You see, I have a confession to make: I have never seen the real Ratatouille. My family was always more Alan Bennett than Remy, more BBC than Disney, and the lurid joys of Parisian rats passed us by with the faint reluctance of primary school FOMO.
So my expectations of Ratatousical were somewhat pure and unadulterated; I was not infected by Brooke’s rabid fury as Adam Lambert impressed his sexual intensity on her childhood memories, and the raging fury of her whiskered cheeks as the actors failed to reach her expected level of commitment. While these shook Brooke’s rat-ear-headband with uncontrollable rage, I was left reticently elated in her shadow.
My experience of Ratatouille stemmed from an unfaltering stream of TikToks from my girlfriend detailing the very ins and outs of how the musical MUST be performed, down to JJ Neiman’s John Bowen-haired conductor. A constant source of joy, meeting up with Brooke again on the return to York, I was delighted to share in her reaction.
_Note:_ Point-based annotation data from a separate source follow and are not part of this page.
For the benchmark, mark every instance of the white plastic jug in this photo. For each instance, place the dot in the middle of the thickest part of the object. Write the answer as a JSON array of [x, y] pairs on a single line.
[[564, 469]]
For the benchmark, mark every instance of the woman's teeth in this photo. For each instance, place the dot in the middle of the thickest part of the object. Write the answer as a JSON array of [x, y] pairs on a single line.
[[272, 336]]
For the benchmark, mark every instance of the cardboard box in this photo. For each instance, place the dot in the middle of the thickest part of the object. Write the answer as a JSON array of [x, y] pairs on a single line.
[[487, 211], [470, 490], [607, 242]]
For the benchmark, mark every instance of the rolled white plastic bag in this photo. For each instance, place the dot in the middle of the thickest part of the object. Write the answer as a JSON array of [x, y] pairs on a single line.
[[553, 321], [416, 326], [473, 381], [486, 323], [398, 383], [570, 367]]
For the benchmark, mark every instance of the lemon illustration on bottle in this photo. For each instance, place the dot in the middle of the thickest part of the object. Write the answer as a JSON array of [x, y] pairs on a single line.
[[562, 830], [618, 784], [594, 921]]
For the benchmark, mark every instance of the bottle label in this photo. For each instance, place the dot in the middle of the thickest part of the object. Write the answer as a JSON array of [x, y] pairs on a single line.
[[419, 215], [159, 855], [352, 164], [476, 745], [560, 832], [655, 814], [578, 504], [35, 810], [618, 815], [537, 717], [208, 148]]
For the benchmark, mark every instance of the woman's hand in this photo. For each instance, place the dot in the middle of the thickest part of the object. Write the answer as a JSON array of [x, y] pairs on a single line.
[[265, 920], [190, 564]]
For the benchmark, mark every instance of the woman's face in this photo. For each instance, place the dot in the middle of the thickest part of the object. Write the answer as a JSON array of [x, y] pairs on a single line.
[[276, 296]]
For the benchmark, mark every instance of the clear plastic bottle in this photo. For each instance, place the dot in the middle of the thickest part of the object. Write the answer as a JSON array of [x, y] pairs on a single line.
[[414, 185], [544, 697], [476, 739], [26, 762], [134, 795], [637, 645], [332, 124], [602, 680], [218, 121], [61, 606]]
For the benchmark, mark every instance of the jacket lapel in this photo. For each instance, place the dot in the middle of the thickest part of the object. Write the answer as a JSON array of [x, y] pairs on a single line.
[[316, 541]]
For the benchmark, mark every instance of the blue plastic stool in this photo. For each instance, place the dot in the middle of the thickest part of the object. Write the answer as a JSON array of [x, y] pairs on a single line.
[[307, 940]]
From the first bellow of the orchestra, roaring into the TikTok rallying cry with a sound now so natural that it appeared to be birthed from the earth around them, straining our cheeks with uncontrollable smiles, you had to love it.
Sharing in the utterly bizarre and confusing split screens of Titus Andromedon (don’t tell me that was the actor, not his Unbreakable Kimmy Schmidt character – I don’t believe you) running on the spot through a poorly fitting Zoom background, to the sheer elation of seeing the original creators appear to claim the pure chaotic evil they created, Ratatousical distilled the laughter we missed out on over the last year into one hour.
Directed by the amazing talent of Six’s Lucy Moss, the musical still retains the shallowness that makes it so perfect and fresh behind the stunning tunes.
The hard work put in – from Adam Lambert’s LGBTQ representation in Remy’s brother, to some truly impressive tap dancing – was joyously undermined by poorly draw moustaches, snuffling, and jump cuts to Zoom seminars of snarling rats. It was delicious in its charming nonsense, and perfectly brought together the memories of laughing over TikToks in the middle of the night.
Even stilted song-bridging conversations where we are told “excuse moi, it is not stealing … if no one wants it” by an eyelash-batting, overtly condescending Lambert could not overshadow the total confusion as characters were for some reason tripled, and each actor made their best effort to ensure their cameo was truly unforgettable. There was the whipping off of multi-layered scarves, the names of news channels sang in full opera, and eyebrows that spasmed in extravagant overzealousness. Almost as if you were watching a show your five year old sister was putting on with her toddler pals, it was not something that you would mark on achievement, but rather the effort put in.
At the end, even the most envious critics would melt, with the original creators joining the stars and trumpets piercing your cheeks with the premonition of tears. As Emily Jacobson, the unwitting starting point, said: “that was … a lot”. It really was, and I was so glad for it.
Oh, and they raised more than $2 million for the Actors Fund. Not bad, I guess.